Ari Shapiro, a graduate student in the Biology Department at the Woods Hole Oceanographic Institution (WHOI), and colleagues recorded the sounds of two adult male narwhals in Admiralty Bay on Baffin Island, Canada in August 2004. The results are reported in the September 2006 issue of the Journal of the Acoustical Society of America (JASA).
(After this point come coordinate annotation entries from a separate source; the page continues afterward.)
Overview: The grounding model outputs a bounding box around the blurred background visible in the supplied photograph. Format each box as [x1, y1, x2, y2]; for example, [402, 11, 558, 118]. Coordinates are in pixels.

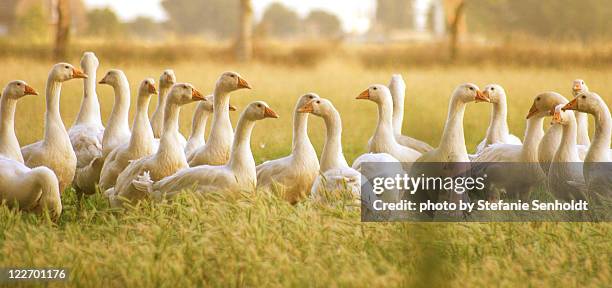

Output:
[0, 0, 612, 66]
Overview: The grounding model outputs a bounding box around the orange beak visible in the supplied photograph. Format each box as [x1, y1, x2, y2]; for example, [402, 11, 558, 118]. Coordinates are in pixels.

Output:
[147, 83, 157, 94]
[298, 100, 314, 113]
[355, 89, 370, 100]
[476, 90, 491, 102]
[561, 98, 578, 111]
[526, 102, 540, 119]
[72, 67, 87, 79]
[23, 85, 38, 95]
[264, 107, 278, 118]
[191, 88, 204, 101]
[238, 77, 251, 89]
[550, 108, 561, 124]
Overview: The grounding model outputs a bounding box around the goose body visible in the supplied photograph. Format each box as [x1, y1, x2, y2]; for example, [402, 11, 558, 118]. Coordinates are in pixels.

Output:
[68, 52, 104, 194]
[298, 98, 361, 202]
[0, 80, 38, 164]
[257, 93, 319, 203]
[357, 85, 421, 170]
[563, 92, 612, 200]
[134, 101, 278, 199]
[548, 104, 586, 201]
[104, 83, 204, 207]
[476, 84, 522, 154]
[21, 63, 87, 193]
[187, 72, 251, 167]
[389, 74, 433, 153]
[99, 78, 157, 191]
[0, 155, 62, 218]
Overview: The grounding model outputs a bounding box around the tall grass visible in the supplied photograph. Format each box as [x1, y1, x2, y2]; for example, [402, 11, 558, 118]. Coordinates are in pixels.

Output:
[0, 55, 612, 287]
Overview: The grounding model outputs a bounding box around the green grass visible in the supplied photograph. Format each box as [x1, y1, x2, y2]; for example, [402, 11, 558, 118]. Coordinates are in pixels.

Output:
[0, 59, 612, 287]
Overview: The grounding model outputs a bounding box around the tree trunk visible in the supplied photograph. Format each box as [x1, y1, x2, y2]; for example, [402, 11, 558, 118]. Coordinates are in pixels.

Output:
[53, 0, 70, 61]
[447, 0, 465, 61]
[236, 0, 253, 61]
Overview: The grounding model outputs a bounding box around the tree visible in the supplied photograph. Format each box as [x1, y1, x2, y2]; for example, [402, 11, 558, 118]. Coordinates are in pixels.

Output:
[126, 16, 162, 39]
[304, 10, 342, 37]
[236, 0, 253, 61]
[376, 0, 414, 31]
[259, 3, 300, 38]
[162, 0, 240, 39]
[53, 0, 70, 61]
[87, 8, 123, 37]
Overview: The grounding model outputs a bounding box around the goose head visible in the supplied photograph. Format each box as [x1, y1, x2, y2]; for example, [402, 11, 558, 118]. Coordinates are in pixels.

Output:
[196, 94, 238, 113]
[242, 101, 278, 121]
[98, 69, 125, 87]
[159, 69, 176, 90]
[527, 92, 567, 119]
[2, 80, 38, 100]
[81, 52, 100, 71]
[572, 79, 589, 97]
[215, 72, 251, 93]
[482, 84, 506, 104]
[50, 63, 87, 82]
[355, 84, 392, 104]
[451, 83, 491, 103]
[550, 104, 576, 126]
[562, 91, 603, 115]
[168, 83, 204, 106]
[296, 93, 321, 109]
[138, 78, 157, 97]
[298, 98, 335, 117]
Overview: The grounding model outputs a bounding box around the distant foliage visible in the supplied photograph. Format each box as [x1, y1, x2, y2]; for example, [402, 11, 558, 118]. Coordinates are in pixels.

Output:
[304, 10, 342, 37]
[162, 0, 240, 39]
[259, 3, 301, 38]
[466, 0, 612, 41]
[86, 8, 124, 37]
[13, 5, 49, 42]
[376, 0, 414, 30]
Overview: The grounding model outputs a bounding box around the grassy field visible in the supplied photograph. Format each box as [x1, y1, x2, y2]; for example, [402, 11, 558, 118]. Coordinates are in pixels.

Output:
[0, 59, 612, 287]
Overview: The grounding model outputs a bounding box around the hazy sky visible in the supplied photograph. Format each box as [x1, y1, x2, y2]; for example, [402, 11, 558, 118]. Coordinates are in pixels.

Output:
[84, 0, 375, 32]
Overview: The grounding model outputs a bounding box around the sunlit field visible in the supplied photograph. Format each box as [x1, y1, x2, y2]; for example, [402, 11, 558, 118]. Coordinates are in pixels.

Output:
[0, 57, 612, 287]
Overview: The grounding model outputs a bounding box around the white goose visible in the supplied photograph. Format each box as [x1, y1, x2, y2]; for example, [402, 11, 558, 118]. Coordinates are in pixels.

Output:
[563, 92, 612, 199]
[99, 78, 157, 191]
[104, 83, 204, 207]
[548, 104, 586, 201]
[187, 72, 251, 167]
[21, 63, 87, 192]
[298, 98, 361, 202]
[68, 52, 104, 194]
[356, 85, 421, 170]
[572, 79, 591, 147]
[476, 84, 522, 154]
[99, 69, 131, 160]
[257, 93, 319, 203]
[185, 95, 236, 159]
[134, 101, 278, 199]
[0, 80, 38, 163]
[473, 92, 564, 200]
[389, 74, 433, 153]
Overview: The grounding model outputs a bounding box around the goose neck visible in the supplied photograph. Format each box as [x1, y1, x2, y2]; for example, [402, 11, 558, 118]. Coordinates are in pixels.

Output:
[584, 103, 612, 162]
[521, 117, 544, 162]
[320, 111, 348, 172]
[227, 115, 255, 175]
[440, 98, 467, 155]
[75, 66, 102, 126]
[208, 89, 234, 143]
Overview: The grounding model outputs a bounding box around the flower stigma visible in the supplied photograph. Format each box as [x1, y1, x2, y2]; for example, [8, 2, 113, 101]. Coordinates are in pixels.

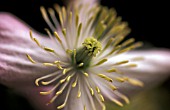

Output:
[72, 37, 102, 70]
[26, 4, 144, 110]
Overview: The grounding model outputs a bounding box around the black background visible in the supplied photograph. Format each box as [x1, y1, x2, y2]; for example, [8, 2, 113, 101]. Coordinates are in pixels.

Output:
[0, 0, 170, 110]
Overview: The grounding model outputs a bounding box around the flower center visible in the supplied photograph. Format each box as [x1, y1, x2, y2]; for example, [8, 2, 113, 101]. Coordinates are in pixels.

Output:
[72, 37, 102, 70]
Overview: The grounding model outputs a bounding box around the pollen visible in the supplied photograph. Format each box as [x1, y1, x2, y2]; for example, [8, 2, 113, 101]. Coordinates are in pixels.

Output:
[83, 37, 102, 57]
[26, 0, 144, 110]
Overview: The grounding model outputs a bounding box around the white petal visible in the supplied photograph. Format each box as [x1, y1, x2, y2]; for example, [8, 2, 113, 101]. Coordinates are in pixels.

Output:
[0, 13, 55, 87]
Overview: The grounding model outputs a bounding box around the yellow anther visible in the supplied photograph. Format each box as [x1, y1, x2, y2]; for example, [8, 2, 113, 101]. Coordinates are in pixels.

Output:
[112, 99, 123, 107]
[33, 38, 41, 47]
[127, 78, 144, 87]
[63, 68, 70, 75]
[56, 90, 63, 95]
[78, 63, 84, 67]
[60, 78, 66, 83]
[26, 54, 36, 63]
[77, 23, 82, 37]
[95, 59, 107, 66]
[115, 77, 127, 82]
[107, 68, 116, 73]
[62, 28, 66, 37]
[54, 61, 63, 70]
[77, 90, 81, 98]
[43, 63, 54, 66]
[75, 14, 79, 27]
[44, 47, 54, 52]
[90, 88, 94, 96]
[57, 103, 66, 109]
[66, 49, 73, 54]
[109, 84, 117, 91]
[54, 32, 62, 44]
[83, 72, 89, 77]
[125, 64, 137, 68]
[98, 74, 113, 82]
[114, 60, 129, 65]
[99, 94, 104, 102]
[84, 105, 86, 110]
[114, 91, 130, 104]
[96, 86, 100, 93]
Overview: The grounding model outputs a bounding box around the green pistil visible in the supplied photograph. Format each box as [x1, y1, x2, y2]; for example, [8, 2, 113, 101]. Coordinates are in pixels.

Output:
[83, 37, 102, 57]
[72, 37, 102, 70]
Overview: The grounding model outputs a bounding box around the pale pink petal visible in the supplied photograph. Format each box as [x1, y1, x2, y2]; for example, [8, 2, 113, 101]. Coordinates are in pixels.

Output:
[18, 86, 56, 110]
[107, 48, 170, 95]
[0, 13, 55, 110]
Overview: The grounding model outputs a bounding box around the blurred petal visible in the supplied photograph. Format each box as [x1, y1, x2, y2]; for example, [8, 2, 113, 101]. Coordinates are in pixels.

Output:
[108, 48, 170, 95]
[19, 87, 56, 110]
[0, 13, 57, 110]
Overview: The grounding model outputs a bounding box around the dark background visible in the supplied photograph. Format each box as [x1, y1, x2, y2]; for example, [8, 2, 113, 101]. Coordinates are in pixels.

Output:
[0, 0, 170, 110]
Shapiro and colleagues tagged three narwhals with a small digital archival tag, called a D-tag, developed at WHOI and about the size of a cell phone. This non-invasive tag was attached with suction cups, and was designed to detach from the animal within hours. The D-tag contains a hydrophone or underwater microphone and a suite of pressure and movement sensors. Recordings from two of the tagged animals revealed individually-distinctive pulsed/tonal signals and whistles. A third tag was not recovered.

Acoustic signaling is a reliable and efficient form of animal communication underwater. Although relatively little is known about narwhal communication, these animals, like other whales and dolphins, are thought to have excellent hearing. Few studies of the sort presented by Shapiro have been conducted, however, given the traditional difficulty of assigning vocalizations recorded in the wild to the individual animal that produced them.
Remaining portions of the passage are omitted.